Siegen. Eltern stellen heute oft höhere Ansprüche an sich als früher. Das schafft Druck. Eine Siegener Expertin erläutert, wie sich damit umgehen lässt.
Fördern, fordern, beschützen und immer wissen, was das richtige ist: Heutige Eltern fühlen sich in ihrer Rolle oft stärker unter Druck als frühere Generationen. Woran das liegt und wie sich damit umgehen lässt, erläutert Susanne Wüst-Dahlhausen, Leiterin des Familienbüros der Stadt Siegen, im Gespräch mit Florian Adam.
+++Mehr Nachrichten aus Siegen und dem Siegerland finden Sie hier!+++
Warum stehen viele Eltern heute so unter Spannung?

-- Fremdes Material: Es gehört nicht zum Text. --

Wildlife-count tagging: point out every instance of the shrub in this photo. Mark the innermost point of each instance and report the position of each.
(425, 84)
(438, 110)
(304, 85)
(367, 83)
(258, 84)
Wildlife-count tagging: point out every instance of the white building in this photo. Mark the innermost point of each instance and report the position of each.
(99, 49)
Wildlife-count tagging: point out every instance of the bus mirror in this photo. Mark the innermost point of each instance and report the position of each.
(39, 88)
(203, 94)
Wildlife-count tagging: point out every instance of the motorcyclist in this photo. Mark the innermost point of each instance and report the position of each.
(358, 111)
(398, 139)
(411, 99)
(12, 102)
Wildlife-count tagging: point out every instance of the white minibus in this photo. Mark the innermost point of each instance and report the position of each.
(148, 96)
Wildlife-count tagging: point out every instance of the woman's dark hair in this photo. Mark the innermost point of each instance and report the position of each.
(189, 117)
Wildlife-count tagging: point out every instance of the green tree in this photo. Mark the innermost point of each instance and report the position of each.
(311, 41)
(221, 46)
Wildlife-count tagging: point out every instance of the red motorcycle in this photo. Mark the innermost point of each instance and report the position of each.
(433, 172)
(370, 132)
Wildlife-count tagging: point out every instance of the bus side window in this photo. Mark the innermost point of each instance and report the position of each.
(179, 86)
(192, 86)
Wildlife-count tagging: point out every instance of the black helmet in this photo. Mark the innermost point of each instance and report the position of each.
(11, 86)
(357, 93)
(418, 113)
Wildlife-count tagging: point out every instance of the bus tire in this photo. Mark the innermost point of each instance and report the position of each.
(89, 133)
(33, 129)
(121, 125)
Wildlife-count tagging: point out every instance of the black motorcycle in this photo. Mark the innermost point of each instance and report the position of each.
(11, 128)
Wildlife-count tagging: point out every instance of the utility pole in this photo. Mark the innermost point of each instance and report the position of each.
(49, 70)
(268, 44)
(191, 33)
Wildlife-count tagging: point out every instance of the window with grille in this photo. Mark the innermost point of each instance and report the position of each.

Einer der Gründe ist sicherlich die unglaubliche Informationsfülle über das Internet und die Medien allgemein. Der Zugang zu Fachthemen ist viel unkomplizierter als früher. Eltern lesen sich in Themen der Pädagogik, Medizin und vieles mehr ein und wollen dann, besonders in der Kindererziehung, alles richtig machen. Der Druck wird dann für manche enorm hoch.
Siegen: Eltern unter Druck – oft ist ein unrealistischer Anspruch an sich selbst der Grund
Wenn das passiert: Wie sollten Mütter und Väter damit umgehen?
Man muss sich klar machen: Es ist ein unrealistischer Anspruch, den man da an sich stellt. Hinzu kommt aber noch, dass bei vielen Eltern möglicherweise das Vertrauen in die Resilienz ihrer Kinder – also deren Fähigkeit, mit auch schwierigen Situationen umzugehen – nicht mehr so ausgeprägt ist. Ich muss als Elternteil gar nicht alle Entscheidungen für mein Kind treffen, denn das Kind ist ja auch ein eigenständiger Mensch, mit eigenen Wünschen, Vorstellungen und Zielen. Die Eltern-Aufgabe ist es vor allem, dem Kind gute Grundlagen mitzugeben. Dies gelingt vor allem durch eine liebevolle, fördernde und gute Beziehung und ein Umfeld, in dem Vieles möglich ist, also viele Optionen, sich auszuprobieren
+++ Mehr zum Thema:Siegen: Aufholen nach Corona – Kinder und Jugendliche stärken+++
Optionen, aus denen das Kind – innerhalb vernünftiger Grenzen natürlich – für sich wählen kann?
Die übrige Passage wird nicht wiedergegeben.